Prima il Newcastle, poi il Burnley. Il West Ham fa valere ancora una volta la legge dell‘Olympic Stadium e supera per 3-2 una delle matricole del campionato concedendosi la seconda vittoria di fila e confermando il suo buon momento di ispirazione. Areola e compagni raggiungono a quota dieci proprio gli ospiti che non riescono a riscattare la sconfitta casalinga patita da sua maestà l’Arsenal. Al 35° Flemming porta in vantaggio gli ospiti di testa su cross dalla destra. Al 44° arriva il pareggio di Wilson da distanza ravvicinata sempre di testa. Al 77° Soucek capovolge l’esito della contesa a favore dei londinesi dopo un’azione di mischia. Al minuto 87 Walker-Peters allarga il fossato sfruttando una corta respinta di Dubravka su tiro precedente. Al 97° Cullen riporta sotto gli ospiti con un destro da distanza ravvicinata ma è troppo tardi.
Premier League, Nuno Espirito Santo: “Abbiamo avuto una buona reazione mostrando di saper cambiare le cose”
La vittoria gli mette naturalmente il sorriso sulle labbra. Ma, della partita che il suo West Ham è riuscito ad aggiudicarsi contro il Burnley, il tecnico ex Nottingham Forest Nuno Espirito Santo si porta dietro soprattutto la capacità di reazione dopo lo svantaggio: “La reazione dopo avere subito il gol è stata buona – dice alla BBC – abbiamo dimostrato di voler cambiare le cose, di voler essere personaggi forti, credo che i ragazzi stiano lavorando davvero bene”.
Premier League, Scott Parker: “Bene fino al gol del vantaggio, poi abbiamo disputato la partita che volevano loro”

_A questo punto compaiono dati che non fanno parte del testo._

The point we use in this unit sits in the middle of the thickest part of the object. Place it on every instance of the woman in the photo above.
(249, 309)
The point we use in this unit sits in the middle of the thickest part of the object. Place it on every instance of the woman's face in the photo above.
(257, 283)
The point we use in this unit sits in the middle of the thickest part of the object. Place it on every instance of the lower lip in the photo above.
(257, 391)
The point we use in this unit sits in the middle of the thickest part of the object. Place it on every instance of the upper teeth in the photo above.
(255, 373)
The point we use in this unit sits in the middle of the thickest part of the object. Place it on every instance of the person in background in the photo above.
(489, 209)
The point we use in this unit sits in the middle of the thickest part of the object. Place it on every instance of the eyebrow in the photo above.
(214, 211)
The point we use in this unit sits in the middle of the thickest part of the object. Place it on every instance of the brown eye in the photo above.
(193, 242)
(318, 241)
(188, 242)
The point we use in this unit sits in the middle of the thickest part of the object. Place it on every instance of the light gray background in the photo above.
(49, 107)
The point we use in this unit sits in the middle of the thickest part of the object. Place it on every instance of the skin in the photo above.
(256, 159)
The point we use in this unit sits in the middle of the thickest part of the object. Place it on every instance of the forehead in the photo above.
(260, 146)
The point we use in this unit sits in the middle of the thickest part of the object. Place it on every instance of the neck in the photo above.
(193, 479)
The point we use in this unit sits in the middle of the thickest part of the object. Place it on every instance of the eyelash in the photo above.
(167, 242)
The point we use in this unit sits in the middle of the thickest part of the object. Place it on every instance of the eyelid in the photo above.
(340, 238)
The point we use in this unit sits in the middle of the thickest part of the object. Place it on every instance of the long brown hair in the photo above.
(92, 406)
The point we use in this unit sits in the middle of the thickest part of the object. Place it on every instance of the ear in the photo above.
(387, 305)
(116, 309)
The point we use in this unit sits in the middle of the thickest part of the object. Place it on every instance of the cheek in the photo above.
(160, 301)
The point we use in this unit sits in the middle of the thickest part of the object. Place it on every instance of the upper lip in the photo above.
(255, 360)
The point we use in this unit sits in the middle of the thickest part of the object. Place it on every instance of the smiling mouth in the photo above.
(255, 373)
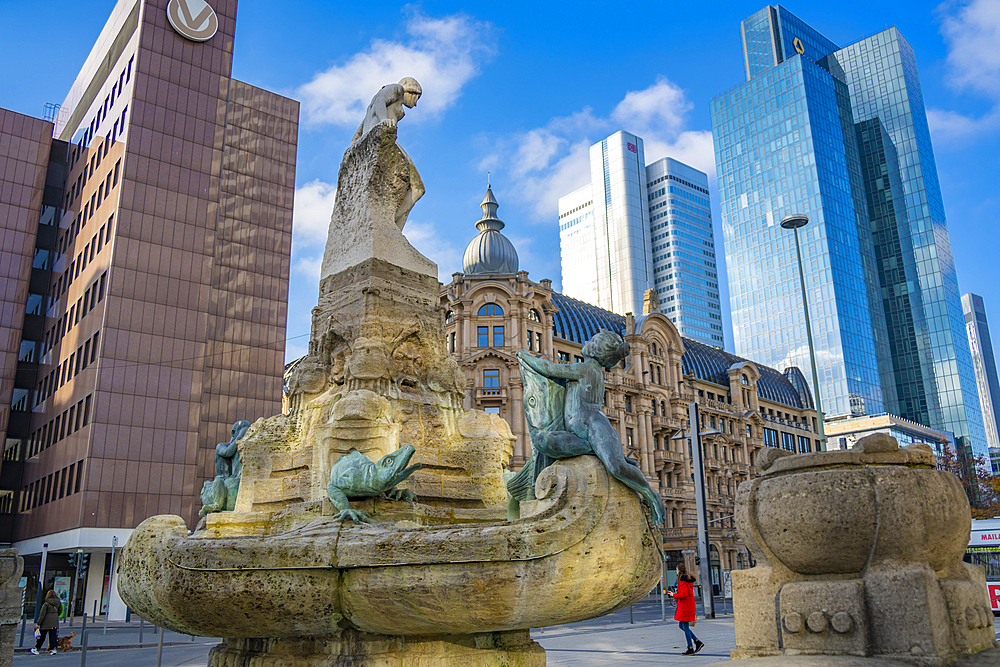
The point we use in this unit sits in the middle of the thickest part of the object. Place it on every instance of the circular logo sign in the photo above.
(193, 19)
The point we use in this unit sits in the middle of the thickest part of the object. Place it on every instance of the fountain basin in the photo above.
(586, 549)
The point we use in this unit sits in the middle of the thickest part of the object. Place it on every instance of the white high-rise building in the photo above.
(636, 227)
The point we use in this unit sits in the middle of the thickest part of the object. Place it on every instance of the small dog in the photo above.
(66, 643)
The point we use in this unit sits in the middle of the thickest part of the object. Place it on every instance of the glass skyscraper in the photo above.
(636, 227)
(841, 135)
(984, 364)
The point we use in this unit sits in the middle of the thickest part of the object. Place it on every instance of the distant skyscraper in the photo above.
(841, 135)
(985, 365)
(637, 227)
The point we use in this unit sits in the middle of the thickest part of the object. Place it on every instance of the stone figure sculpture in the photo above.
(387, 108)
(219, 495)
(354, 475)
(562, 405)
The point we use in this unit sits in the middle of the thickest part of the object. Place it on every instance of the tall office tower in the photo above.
(684, 273)
(156, 307)
(612, 265)
(841, 136)
(984, 364)
(637, 227)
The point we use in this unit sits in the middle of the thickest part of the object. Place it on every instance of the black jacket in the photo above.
(48, 617)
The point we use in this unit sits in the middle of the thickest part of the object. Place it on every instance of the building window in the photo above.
(490, 309)
(491, 380)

Dopo la rete del vantaggio dei suoi, si era illuso di poterla gestire e portare a casa. Scott Parker valuta con amarezza lo stop del Burnley, soprattutto per la flessione dimostrata nel gioco dopo avere acquisito l’1-0. “A inizio partita siamo stati eccezionali – confida al Burnley Express – praticamente tutto ciò che volevamo essere, poi abbiamo fatto la partita che il West Ham desiderava che facessimo, ci siamo spenti su un gioco da fermo, il che è stato estremamente deludente, li avevamo bloccati, ma quando è nato il loro 2-1 tutto per noi è diventato molto più difficile. Saper essere più presenti in certe fasi della gara è di certo un aspetto che dobbiamo sistemare”.